The Minimalists (you know, they guys with the documentary?) suggest that if it costs less than $20 and you can obtain it within 20 minutes of needing the item, you can declutter that item.
While that sounds amazing in theory, it’s just not practical for my life. What if I need super glue to hold my well-loved Chaco Sandals together for just one more season? The frugal spirit in me HATES the idea of buying a new $5 super glue every time I need it. What a waste! Yeah, it’s just five bucks and yeah, it takes up space in my junk drawer. But keeping it saves my sanity and my money.
Often times when I declutter non-consumable items (aka not super glue), I ask if I did get rid of this item but needed it down the road, is there a similar item I already own that I could make do with? They answer is sometimes yes! We’ve been intentional when purchasing items and make sure that they can serve more than one function.

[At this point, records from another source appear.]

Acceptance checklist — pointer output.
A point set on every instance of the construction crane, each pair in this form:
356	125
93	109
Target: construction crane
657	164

Setting limits with frugal minimalism in mind
As with most things, it is good to have committed limit on how much you’ll consumer or own. The more you own, the more clutter you’ll accumulate. The more food you consume, the more weight you might gain. It’s easy, right?
We have limits when it comes to purchasing items and when we are offered items for free. I can thank my husband for this one. While he loves being frugal, he would also love to only have a table and bed in our house.
Here are some of our self-imposed limits on bringing items into our home. Of course, like many of my lists, this won’t work for everyone. Your version of frugal minimalism or minimalism in general might be different than ours.
- Food – When a food item is on super-sale, I allow myself to purchase two. This gives us one to consume now and one to consume later. That gives us less to store and we know it will be eaten before it expires. **I will even stray from my grocery list if an item is at its rock-bottom price**
- Personal care items – items that are used on a monthly/weekly/daily basis we purchase one month at a time. So if something goes on sale, I already know how much will get used in a month’s time and can purchase as necessary. When we already have enough for another month (or two) I won’t purchase the item.
- Clothing – While my husband and I have not purchased new clothing for ourselves in a while, we have strict ideas around what we buy for our son. We only purchase a maximum of two sizes in advance. Little Guy just turned two and has plenty of growing to do. This way we can shop end-of-season sales or splurge at the consignment store with little guilt. For us adults, we buy clothing only to add a key piece to our wardrobe if we feel there is a gap or to replace a well-loved article of clothing.
- Miscellaneous items – With other things that are brought into our home for a bargain or free, we practice the “one in and one out” rule. I have to keep myself in check and sometimes will struggle, but if I can’t say that the item was of genuine need and can’t get rid of another item, I should probably return the item I just purchased.